TOKYO -- The A's week spent in Tokyo promises to be an eye-opener for players.

Their arrival Friday was an experience in itself.

The team's charter flight touched down at Narita Airport around 5 p.m. local time (1 a.m. PST), and the A's were greeted by a huge contingent of Japanese media. Camera flashes popped everywhere as players walked through the terminal and to the buses that transferred them to the New Otani hotel, located in Tokyo's upscale Akasaka district.

To A's left-hander Tommy Milone, it was straight out of a "TMZ" episode.

"You see it on TV, the lights flashing and everything," Milone said. "It was cool, but it's a little different. I'm used to being on the other side watching it."

The A's open their regular season Wednesday against the Seattle Mariners at the Tokyo Dome. By the time they fly home Thursday, they'll have a better understanding not only of Japanese culture but also of what sort of team they've assembled for 2012.

Their itinerary is busy leading up to that two-game series.

One group of players is visiting a nearby military base Sunday, while others will take part in an autograph session at a local store.

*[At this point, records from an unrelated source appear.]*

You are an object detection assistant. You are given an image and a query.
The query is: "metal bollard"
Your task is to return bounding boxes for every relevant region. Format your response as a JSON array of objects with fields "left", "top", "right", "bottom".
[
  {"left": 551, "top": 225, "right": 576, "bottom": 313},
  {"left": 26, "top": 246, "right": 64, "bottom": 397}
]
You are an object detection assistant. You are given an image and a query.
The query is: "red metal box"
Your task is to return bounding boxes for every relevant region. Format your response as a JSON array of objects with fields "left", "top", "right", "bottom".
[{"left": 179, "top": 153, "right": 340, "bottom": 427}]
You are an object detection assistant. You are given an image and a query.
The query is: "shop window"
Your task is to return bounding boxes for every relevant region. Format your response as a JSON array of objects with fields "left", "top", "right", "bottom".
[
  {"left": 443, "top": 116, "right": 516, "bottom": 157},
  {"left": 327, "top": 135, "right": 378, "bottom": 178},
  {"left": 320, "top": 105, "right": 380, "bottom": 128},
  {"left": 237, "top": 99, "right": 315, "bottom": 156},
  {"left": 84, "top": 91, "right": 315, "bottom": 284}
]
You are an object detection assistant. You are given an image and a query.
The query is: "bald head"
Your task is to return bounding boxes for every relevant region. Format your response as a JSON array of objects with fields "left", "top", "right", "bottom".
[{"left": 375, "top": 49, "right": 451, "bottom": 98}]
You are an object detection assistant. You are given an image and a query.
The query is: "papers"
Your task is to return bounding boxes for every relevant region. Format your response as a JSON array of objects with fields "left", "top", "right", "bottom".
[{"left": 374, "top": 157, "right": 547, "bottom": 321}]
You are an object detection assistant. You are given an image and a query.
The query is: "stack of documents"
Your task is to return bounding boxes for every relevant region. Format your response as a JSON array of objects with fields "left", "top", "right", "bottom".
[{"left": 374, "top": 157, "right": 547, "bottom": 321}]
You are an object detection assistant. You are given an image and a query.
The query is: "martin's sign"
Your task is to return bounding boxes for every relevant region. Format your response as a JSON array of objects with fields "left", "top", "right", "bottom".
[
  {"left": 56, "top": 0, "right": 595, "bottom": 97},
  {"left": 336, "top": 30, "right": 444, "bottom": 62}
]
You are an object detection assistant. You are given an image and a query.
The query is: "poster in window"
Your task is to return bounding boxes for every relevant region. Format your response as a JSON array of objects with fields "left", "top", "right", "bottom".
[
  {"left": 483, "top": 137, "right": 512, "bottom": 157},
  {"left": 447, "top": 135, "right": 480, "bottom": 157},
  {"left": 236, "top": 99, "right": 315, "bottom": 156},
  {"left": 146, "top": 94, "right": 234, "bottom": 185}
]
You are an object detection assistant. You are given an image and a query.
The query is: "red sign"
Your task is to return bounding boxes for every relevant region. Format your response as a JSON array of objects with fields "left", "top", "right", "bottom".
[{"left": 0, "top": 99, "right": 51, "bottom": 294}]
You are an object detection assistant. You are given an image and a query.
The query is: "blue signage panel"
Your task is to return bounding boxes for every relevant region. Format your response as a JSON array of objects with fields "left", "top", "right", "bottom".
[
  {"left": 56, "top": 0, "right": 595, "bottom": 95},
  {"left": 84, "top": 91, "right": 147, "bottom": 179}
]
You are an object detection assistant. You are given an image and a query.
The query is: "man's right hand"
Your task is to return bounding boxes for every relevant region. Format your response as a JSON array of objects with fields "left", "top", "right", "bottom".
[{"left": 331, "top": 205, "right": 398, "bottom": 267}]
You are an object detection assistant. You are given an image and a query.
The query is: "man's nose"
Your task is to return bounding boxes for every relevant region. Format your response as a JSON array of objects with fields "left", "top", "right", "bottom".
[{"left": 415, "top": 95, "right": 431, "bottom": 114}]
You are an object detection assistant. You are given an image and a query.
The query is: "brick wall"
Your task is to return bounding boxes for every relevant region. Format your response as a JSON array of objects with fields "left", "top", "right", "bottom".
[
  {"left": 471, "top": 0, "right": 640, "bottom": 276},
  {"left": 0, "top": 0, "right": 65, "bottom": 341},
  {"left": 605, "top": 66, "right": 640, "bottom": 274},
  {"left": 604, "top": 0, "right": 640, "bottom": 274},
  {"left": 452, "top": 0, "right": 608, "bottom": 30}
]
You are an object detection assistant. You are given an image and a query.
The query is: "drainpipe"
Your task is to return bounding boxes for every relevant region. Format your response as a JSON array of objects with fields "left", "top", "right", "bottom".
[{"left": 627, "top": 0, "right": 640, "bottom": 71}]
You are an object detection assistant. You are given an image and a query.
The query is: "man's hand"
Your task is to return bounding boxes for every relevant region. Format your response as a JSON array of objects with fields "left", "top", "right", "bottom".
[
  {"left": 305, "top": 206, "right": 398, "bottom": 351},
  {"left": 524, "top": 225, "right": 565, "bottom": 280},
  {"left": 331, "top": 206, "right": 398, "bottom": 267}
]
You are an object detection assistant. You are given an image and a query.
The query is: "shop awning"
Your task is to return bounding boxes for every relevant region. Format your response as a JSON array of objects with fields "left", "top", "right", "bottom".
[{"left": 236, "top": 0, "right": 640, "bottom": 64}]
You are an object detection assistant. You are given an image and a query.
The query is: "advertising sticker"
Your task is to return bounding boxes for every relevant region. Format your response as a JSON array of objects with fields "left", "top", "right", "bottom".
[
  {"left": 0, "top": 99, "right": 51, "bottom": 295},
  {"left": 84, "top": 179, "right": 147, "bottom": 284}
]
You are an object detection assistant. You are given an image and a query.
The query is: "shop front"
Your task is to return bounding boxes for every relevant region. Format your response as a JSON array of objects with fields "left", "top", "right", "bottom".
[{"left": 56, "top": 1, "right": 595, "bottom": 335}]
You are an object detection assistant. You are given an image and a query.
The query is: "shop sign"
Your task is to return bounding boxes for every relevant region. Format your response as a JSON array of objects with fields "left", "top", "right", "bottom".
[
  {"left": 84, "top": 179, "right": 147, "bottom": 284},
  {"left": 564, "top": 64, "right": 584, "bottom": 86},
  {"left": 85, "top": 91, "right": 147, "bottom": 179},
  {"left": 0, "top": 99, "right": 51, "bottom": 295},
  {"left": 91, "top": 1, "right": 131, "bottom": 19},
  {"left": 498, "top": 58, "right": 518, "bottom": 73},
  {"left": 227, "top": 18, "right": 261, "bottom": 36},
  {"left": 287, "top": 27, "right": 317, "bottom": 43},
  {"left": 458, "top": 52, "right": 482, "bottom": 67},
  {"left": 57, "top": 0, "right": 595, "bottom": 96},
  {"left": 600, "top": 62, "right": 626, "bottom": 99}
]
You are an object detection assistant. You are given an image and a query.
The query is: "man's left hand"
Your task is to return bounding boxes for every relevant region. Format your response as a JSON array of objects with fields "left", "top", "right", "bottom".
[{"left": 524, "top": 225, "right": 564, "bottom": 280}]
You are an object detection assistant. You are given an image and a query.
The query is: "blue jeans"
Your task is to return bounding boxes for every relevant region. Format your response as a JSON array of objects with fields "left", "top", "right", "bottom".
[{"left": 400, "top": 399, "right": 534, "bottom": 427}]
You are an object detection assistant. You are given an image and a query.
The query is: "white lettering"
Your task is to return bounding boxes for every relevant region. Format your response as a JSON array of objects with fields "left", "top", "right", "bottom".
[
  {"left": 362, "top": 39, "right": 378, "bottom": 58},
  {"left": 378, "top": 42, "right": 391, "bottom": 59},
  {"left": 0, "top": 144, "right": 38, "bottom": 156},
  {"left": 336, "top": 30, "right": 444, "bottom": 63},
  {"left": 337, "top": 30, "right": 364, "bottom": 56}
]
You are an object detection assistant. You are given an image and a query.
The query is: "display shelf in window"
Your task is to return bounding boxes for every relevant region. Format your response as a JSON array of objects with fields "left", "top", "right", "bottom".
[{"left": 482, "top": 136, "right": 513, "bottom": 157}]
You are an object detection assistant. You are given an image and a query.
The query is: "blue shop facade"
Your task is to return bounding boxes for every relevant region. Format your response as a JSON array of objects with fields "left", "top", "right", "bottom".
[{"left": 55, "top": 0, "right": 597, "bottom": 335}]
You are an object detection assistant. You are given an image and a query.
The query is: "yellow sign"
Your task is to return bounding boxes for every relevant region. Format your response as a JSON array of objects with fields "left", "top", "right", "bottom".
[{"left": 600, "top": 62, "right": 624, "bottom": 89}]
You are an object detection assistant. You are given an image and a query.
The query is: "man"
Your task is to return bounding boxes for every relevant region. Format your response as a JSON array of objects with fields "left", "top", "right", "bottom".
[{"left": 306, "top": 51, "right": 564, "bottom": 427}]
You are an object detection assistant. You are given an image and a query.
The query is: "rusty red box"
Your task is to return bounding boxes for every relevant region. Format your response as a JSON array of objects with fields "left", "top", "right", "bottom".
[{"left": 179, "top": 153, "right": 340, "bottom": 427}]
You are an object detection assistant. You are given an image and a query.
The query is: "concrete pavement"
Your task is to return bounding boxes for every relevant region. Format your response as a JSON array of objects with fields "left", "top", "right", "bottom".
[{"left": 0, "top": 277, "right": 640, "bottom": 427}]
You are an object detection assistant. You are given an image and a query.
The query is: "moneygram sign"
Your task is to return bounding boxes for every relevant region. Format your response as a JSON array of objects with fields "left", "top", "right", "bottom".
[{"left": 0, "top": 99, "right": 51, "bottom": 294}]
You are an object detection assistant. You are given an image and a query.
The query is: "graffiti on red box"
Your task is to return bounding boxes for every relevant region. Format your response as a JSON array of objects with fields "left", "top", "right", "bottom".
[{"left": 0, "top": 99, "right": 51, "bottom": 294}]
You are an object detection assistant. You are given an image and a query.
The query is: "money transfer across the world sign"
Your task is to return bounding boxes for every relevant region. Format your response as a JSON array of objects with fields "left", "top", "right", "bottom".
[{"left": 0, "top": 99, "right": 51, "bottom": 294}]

On Tuesday, more A's players will take a bullet train ride to conduct a baseball clinic in an area that was hit hard by last year's earthquake and tsunami.

But baseball is primary on the agenda.

"You hear about different cultures and stuff," Milone said. "But to actually come out and play baseball, which is something we do all the time over in our country ... it's cool to come to someone else's country and do the same thing."

Milone will make the start in Sunday's exhibition against the Yomiuri Giants, which is set for a 7:06 p.m. start local time (3:06 a.m. PST). The A's follow up with an exhibition against the Hanshin Tigers on Monday at 12:06 p.m. (8:06 p.m. Sunday PST).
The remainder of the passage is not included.